Columbia International Affairs Online: Working Papers

CIAO DATE: 10/2013

The value of power, the power of values: a call for an EU Grand Strategy

Sven Biscop (ed.)

October 2009

European Centre for Minority Issues

Abstract

In its 2003 European Security Strategy (ESS), the EU has a grand strategy, embracing all instruments and resources at the disposal of the Union and the Member States, but a partial one. The ESS tells us how to do things – in a preventive, holistic and multilateral way – but it is much vaguer on what to do: what are the concrete objectives and priorities of the EU as a global actor? The recent debate about the ESS, resulting in the 2008 Report about the Implementation of the European Security Strategy, failed to answer this question. Offering little in terms of recommendations for the future, the Report creates an impression of unfinished business, which the EU can ill afford now that the Lisbon Treaty will change the institutional set-up of its foreign and security policy, NATO has launched a strategic debate of its own to which an EU contribution is essential, and the EU risks being overshadowed by the much more purposive emerging powers or BRICs. Regardless of one’s initial opinion about its opportunity, a fully-fledged strategic review is now in order, with the aim of completing the ESS. The first rule of strategy-making is to know thyself. Which values and interests should our grand strategy safeguard? Europe has in fact a very distinctive social model, combining democracy, the market economy and strong government intervention. Preserving and strengthening this internal social contract between the EU and its citizens, guaranteeing them security, economic prosperity, political freedom and social well-being, is the fundamental objective of the EU, both internally and as a global actor.
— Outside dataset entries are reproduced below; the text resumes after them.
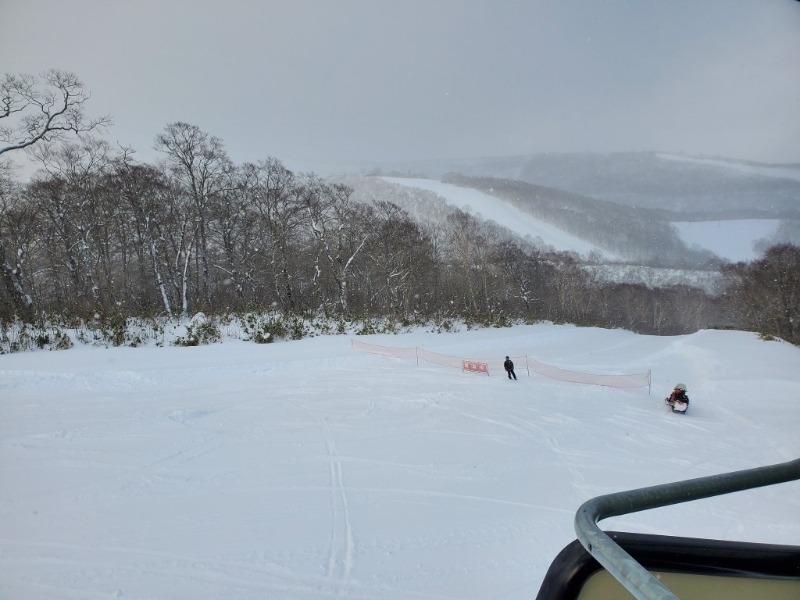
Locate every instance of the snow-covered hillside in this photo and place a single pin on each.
(732, 240)
(308, 470)
(503, 213)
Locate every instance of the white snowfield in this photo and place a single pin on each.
(307, 470)
(731, 240)
(503, 213)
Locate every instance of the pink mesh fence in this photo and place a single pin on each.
(634, 380)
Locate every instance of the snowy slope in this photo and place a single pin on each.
(308, 470)
(731, 240)
(503, 213)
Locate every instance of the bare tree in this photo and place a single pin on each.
(336, 225)
(202, 168)
(43, 109)
(17, 232)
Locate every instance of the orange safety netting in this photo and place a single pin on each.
(634, 380)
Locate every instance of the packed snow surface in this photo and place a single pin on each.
(309, 470)
(503, 213)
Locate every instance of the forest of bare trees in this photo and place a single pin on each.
(96, 234)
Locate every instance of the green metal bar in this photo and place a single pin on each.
(635, 578)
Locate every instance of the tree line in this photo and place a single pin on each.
(97, 234)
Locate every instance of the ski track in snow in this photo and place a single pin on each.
(321, 472)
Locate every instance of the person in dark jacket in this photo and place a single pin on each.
(678, 395)
(509, 367)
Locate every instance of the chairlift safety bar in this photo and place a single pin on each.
(633, 576)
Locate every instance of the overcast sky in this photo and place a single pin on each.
(381, 80)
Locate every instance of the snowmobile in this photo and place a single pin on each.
(613, 565)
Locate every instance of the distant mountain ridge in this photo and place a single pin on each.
(642, 235)
(697, 188)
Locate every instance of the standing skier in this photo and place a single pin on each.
(509, 367)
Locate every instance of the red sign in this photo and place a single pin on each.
(476, 367)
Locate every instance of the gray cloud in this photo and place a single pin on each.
(377, 80)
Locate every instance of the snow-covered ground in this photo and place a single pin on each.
(308, 470)
(503, 213)
(732, 240)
The conditions that have to be fulfilled to allow that constitute the EU’s vital interests: defence against any military threat to the territory of the Union; open lines of communication and trade (in physical as well as in cyber space); a secure supply of energy and other vital natural resources; a clean environment; manageable migration flows; the maintenance of international law and universally agreed rights; and autonomy of EU decision-making.